Self-hosting - my journey - Part 1 of 3: Setting up a self-hosting system
I get the impression that more people, especially here in the /e/-community, try to reclaim their privacy. To me, privacy means having control of a place where I store my private data. It has been more than five years since I started to self-host my own private data and I believe sharing my experiences, struggles and thoughts during this process with this community might be beneficial.
The process for self-hosting can take different ways with different levels of difficulty - from a “do it all yourself” approach to “buy a product that does the work”. This text reflects my experiences for the “do it yourself” approach. This also means, that this text will describe technical aspects in some places. However, I try to mention alternatives and shortcuts, which I came into contact with.
The target audience is people who want to start self-hosting and would like to get some pointers where to begin. A text like this can not cover all the detailed work that is necessary to setup such a self-hosted system, but I believe that it can give a general guideline to help making one step after the other.
Also, such a journey entails setbacks, getting stuck and all kinds of demotivating situations, so be prepared to read manuals, dig through tech-forums, get used to searching for error messages or even creating bug reports for software, you want to use. Maybe there come times when it is healthy to let the system stand for a week and clear ones head.
This first part is about setup options and getting a basic system running.
The second part will cover software packages used for the required services.
The third and final part is about additional related topics and concludes this series.
Motivation
Looking back, my initial main motivation for setting up a self-hosting system was laziness.
It all started when I was about to purchase my first smartphone and thought about the process of transferring my contact data to the new phone. Entering all the data seemed like a tedious task (which I already did with my “pre-smartphone-mobiles”) and I wanted to have a more elegant solution - one that I would not have to repeat for every new device.
Seeing how other family members struggled every time, they had to transfer their contact data each time they purchased a new phone (contacts were stored on a mixture of SIM card, phone-memory and Google-accounts), I decided to implement a centralized solution for myself.
I discovered CardDAV, which seemed to be a reasonable standard that also looked widely adapted.
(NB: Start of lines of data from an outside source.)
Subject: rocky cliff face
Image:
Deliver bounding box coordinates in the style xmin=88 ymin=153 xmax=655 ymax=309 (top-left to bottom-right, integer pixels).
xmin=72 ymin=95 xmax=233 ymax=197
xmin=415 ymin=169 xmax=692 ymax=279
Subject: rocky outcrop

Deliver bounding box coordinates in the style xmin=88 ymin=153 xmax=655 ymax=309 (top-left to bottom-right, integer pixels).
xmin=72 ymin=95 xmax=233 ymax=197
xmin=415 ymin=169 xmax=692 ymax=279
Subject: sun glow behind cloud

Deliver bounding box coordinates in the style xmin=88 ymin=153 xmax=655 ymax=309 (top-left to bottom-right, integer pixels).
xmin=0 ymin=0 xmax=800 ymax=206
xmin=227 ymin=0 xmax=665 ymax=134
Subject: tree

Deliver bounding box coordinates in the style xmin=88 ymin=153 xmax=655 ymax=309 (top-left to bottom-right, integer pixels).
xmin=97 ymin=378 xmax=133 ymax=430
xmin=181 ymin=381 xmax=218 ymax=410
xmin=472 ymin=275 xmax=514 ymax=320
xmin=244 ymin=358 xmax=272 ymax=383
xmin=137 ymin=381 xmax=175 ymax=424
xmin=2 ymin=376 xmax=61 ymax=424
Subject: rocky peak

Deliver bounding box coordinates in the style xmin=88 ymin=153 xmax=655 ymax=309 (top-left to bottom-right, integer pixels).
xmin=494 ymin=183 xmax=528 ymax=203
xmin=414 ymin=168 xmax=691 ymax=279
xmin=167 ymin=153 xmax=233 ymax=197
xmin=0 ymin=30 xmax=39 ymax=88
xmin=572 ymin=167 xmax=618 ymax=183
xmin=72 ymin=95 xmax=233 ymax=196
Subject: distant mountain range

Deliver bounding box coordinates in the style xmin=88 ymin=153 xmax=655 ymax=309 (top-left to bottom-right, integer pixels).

Looking at the sibling-protocol CalDAV it seemed like a good idea to create a centralized calendar, which I was able to access from different devices.
A further incentive for self-hosting was to have a backup archive for my E-Mail conversations, source code and important documents, which at that time would get a backup at most once or twice a year.
Setup
Self-hosting in the widest interpretation can take different shapes: For example a website at a web hosting provider, a managed or unmanaged rented server or a server that is located at home and reachable through ones own internet provider.
Having a website is nice and easy to setup and to maintain, but it lacked several aspects of my intended goals. For example I was unable to find a reasonable way to archive my E-Mails in this scenario, so this solution was not suitable for me.
Renting an own virtual server at a hosting provider was something that I considered and that seemed to meet my needs, but I decided against that since I did not want to have my private data lying around on the servers of some company.
So my approach was finally to setup a server at home connected to my router that would be accessible from the internet, allowing me to access my contacts, calendar and other services from anywhere.
Hardware
Some companies offer prebuilt and preconfigured servers for exactly this purpose. In order to decide if the functionality they offer suits ones needs, be prepared to invest time to read their manuals. Since I wanted to be as flexible as possible, I decided against such a preconfigured server. However, for someone who gets just started, this might be a reasonable choice.
If the only use case is to access files remotely then a Network-attached storage (NAS) might be all one needs and there are companies that specialize in and sell NAS-servers; a minimal solution in that case would be to use a router, that allows remote access to an attached external hard disk.
Back when I started, smaller Single-board computers were just starting to get traction, so they were not on my radar, but nowadays they seem like a reasonable alternative.
During my research for the hardware of my first server, I had to take several aspects into account.
- Location: The server would be located at a place where it could be heard even during night, so my first premise was that it had to be absolutely noiseless.
- Running cost: A server running 24/7 is nice in wintertime for additional heating, but this also means that it would consume power, so I looked into hardware that had minimal power consumption
- Size: Since I did not need big extensibility for this server, a very small chassis would be my ideal setup, so that I could place it near my router.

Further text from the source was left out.